レビュー

基礎科学振興の鍵を握るのは

2008.11.04

 金澤一郎・日本学術会議会長が、10月31日付で「我が国の未来を創る基礎研究の推進に関する会長談話」(ノーベル物理学賞及び化学賞の受賞に関連して)を発表した。

 「ノーベル賞受賞を契機に、国民の間で、30年〜40年後の将来を見据えた投資として基礎研究の重要性が広く解釈され、我が国が真の文化国家として、世界的な学術の発展及び人類の福祉の向上に貢献していくことを心から希望します」という文で結ばれている。

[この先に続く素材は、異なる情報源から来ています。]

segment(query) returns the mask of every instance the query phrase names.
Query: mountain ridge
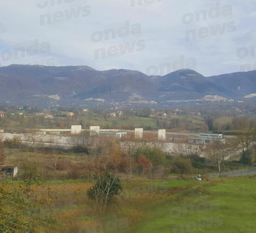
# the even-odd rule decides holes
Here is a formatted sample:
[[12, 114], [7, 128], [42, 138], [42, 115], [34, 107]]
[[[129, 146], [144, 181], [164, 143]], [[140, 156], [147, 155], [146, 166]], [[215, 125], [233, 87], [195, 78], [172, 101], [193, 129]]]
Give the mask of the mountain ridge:
[[186, 69], [149, 76], [124, 69], [100, 71], [81, 65], [12, 64], [0, 69], [0, 98], [1, 104], [35, 105], [42, 96], [50, 103], [53, 99], [48, 97], [56, 95], [60, 97], [55, 100], [58, 104], [67, 105], [97, 99], [105, 103], [162, 103], [218, 96], [239, 100], [256, 92], [256, 71], [207, 77]]

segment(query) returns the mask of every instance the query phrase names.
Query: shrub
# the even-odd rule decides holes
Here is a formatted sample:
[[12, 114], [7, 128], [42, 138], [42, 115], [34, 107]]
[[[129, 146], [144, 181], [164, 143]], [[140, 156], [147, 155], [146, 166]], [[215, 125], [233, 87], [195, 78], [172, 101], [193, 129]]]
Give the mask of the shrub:
[[19, 177], [22, 180], [32, 181], [39, 181], [41, 180], [41, 174], [38, 171], [37, 166], [32, 163], [24, 163], [19, 173]]
[[178, 174], [189, 174], [192, 172], [192, 163], [189, 159], [175, 158], [172, 167], [171, 172]]
[[94, 201], [96, 208], [103, 210], [107, 205], [113, 202], [114, 197], [123, 190], [119, 179], [108, 172], [94, 179], [94, 186], [87, 191], [89, 198]]
[[159, 148], [141, 146], [136, 150], [135, 155], [137, 158], [145, 156], [155, 166], [162, 165], [165, 161], [164, 152]]

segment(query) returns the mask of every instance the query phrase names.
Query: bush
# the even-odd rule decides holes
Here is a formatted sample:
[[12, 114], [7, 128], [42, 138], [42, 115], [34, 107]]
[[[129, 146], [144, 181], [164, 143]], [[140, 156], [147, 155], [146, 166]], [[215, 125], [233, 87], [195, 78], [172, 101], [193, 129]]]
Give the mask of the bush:
[[119, 195], [123, 188], [119, 179], [108, 172], [95, 178], [93, 187], [87, 191], [87, 196], [94, 201], [96, 208], [102, 211], [107, 205], [113, 202], [115, 196]]
[[135, 155], [137, 158], [145, 156], [155, 166], [162, 165], [165, 161], [164, 152], [159, 148], [141, 146], [136, 150]]
[[246, 151], [242, 153], [240, 161], [245, 165], [251, 166], [252, 163], [253, 157], [252, 152], [250, 151]]
[[39, 181], [41, 180], [41, 174], [36, 164], [28, 163], [23, 163], [18, 174], [22, 180], [31, 181]]

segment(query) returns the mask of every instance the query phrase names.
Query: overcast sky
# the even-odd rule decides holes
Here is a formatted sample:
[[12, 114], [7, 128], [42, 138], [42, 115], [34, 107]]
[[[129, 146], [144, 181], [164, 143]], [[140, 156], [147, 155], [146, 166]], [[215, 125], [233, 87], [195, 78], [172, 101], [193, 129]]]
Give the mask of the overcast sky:
[[8, 0], [0, 13], [1, 66], [256, 69], [255, 0]]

 今回の日本人研究者たちの授賞対象が「いずれも30年以上も前に行われた純粋に基礎的な研究」であること。それらが「30歳代という若い時代に自由な発想に基づき知的創造活動を行える環境にあったことが重要な要素となっている」こと。結語に至るまでにこうした注意喚起をし、さらに「基礎研究及びそれを担う大学・研究機関自体がその基本的な機能を果たす上でさえ深刻な状況に直面」している現状に強い危機感を表明している。

 この種の主張、訴えは、これまで何度も繰り返されたことだろう。日本学術会議会長がいま、あらためて談話を公表する背景には、国の予算が厳しさを増す中で科学技術に対する重点配分が優先されて来た結果、多くの基礎科学分野に十分な研究費が回らなくなっている現実があると思われる。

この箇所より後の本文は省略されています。